Operators who try to bootstrap their own liquidity end up either paying market-makers contractually (which hits the same trader through wider spreads) or running a thin book (which hits the trader through worse fills). In both cases, the trader's all-in cost is higher than your headline fee suggests. The advantage of a shared book is that your headline fee is closer to your effective fee — which lets you run a higher operator rate without the trader feeling it.
Common mistakes operators make on day one
Three patterns we see repeatedly that almost always require a correction inside the first six months.
Anchoring to crypto-exchange spot fees. Operators who come from a crypto-exchange background sometimes price prediction contracts at 0.10% taker, the way they would price a BTC-USDT trade. This under-prices the operational complexity of running a prediction venue (resolution, dispute handling, market creation) and leaves the operator structurally unprofitable. Prediction markets are not spot crypto; the fee structure should not pretend they are.

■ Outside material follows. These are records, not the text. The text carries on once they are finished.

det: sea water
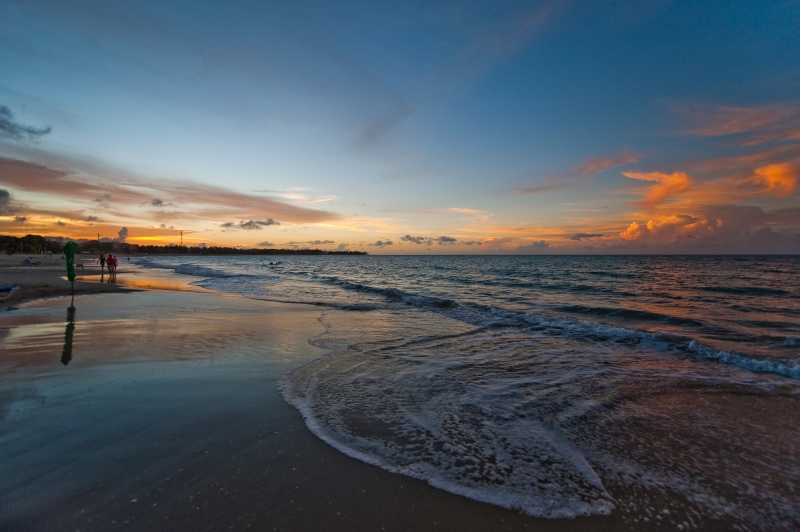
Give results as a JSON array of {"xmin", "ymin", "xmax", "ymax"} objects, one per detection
[{"xmin": 136, "ymin": 255, "xmax": 800, "ymax": 530}]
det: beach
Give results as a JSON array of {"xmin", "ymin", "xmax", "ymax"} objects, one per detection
[
  {"xmin": 0, "ymin": 256, "xmax": 800, "ymax": 531},
  {"xmin": 0, "ymin": 267, "xmax": 600, "ymax": 530}
]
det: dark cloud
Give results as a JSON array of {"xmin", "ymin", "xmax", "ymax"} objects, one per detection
[
  {"xmin": 0, "ymin": 154, "xmax": 340, "ymax": 226},
  {"xmin": 0, "ymin": 188, "xmax": 16, "ymax": 216},
  {"xmin": 515, "ymin": 183, "xmax": 567, "ymax": 194},
  {"xmin": 0, "ymin": 105, "xmax": 51, "ymax": 140},
  {"xmin": 400, "ymin": 235, "xmax": 430, "ymax": 245},
  {"xmin": 220, "ymin": 218, "xmax": 280, "ymax": 231},
  {"xmin": 573, "ymin": 153, "xmax": 639, "ymax": 175},
  {"xmin": 567, "ymin": 233, "xmax": 606, "ymax": 242},
  {"xmin": 514, "ymin": 240, "xmax": 550, "ymax": 253}
]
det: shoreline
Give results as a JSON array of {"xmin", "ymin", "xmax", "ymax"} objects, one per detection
[
  {"xmin": 0, "ymin": 256, "xmax": 800, "ymax": 531},
  {"xmin": 0, "ymin": 254, "xmax": 136, "ymax": 310},
  {"xmin": 0, "ymin": 290, "xmax": 621, "ymax": 531}
]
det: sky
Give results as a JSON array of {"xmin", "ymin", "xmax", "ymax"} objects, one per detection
[{"xmin": 0, "ymin": 0, "xmax": 800, "ymax": 254}]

Tiering too aggressively, too early. A new venue with $30k of weekly volume does not need a five-tier VIP structure. Tiering at launch dilutes the signal in the early data and confuses traders. Start flat, get to $1M+ weekly volume, then introduce a single tier boundary based on the data you've actually collected.
Discounting through promotion. "Zero fees for the first 30 days" works as a launch promotion in payments and consumer fintech because the cost of acquisition exceeds the lost fee revenue. In a prediction market, the traders who arrive during a zero-fee window churn at much higher rates when the rate normalizes — they came for the promotion, not the venue. We don't recommend this pattern.
A reference fee schedule that consistently works
For an operator running a retail-facing prediction-market venue who hasn't launched yet, the fee schedule below has worked reliably across the cohort of operators we've onboarded.
| Stage | Operator fee | Tiering | Why |
|---|---|---|---|
| Pre-launch / private beta | 0.85% | Flat | Establish baseline; collect cohort data |
| Public launch → Month 6 | 0.85% | Flat | Hold to gather signal; resist early adjustments |
| Month 6 → Month 12 | 0.95% | Flat | Modest raise after retention is proven |
| Month 12+ | 0.95% / 0.80% / 0.65% | Three-tier by 30-day volume | Retain whales without losing retail |
| Year 2+ | Negotiated for institutional desks | Custom | Real prop flow joining; needs basis-point pricing |
There's nothing magic about these specific numbers. The pattern that matters is: hold your rate for long enough to learn from real data, raise modestly when retention proves itself, introduce tiering only after you have meaningful volume to tier against, and negotiate explicitly with institutional flow when it arrives. Each step is justified by an actual signal in your own data, not a guess about what the market should support.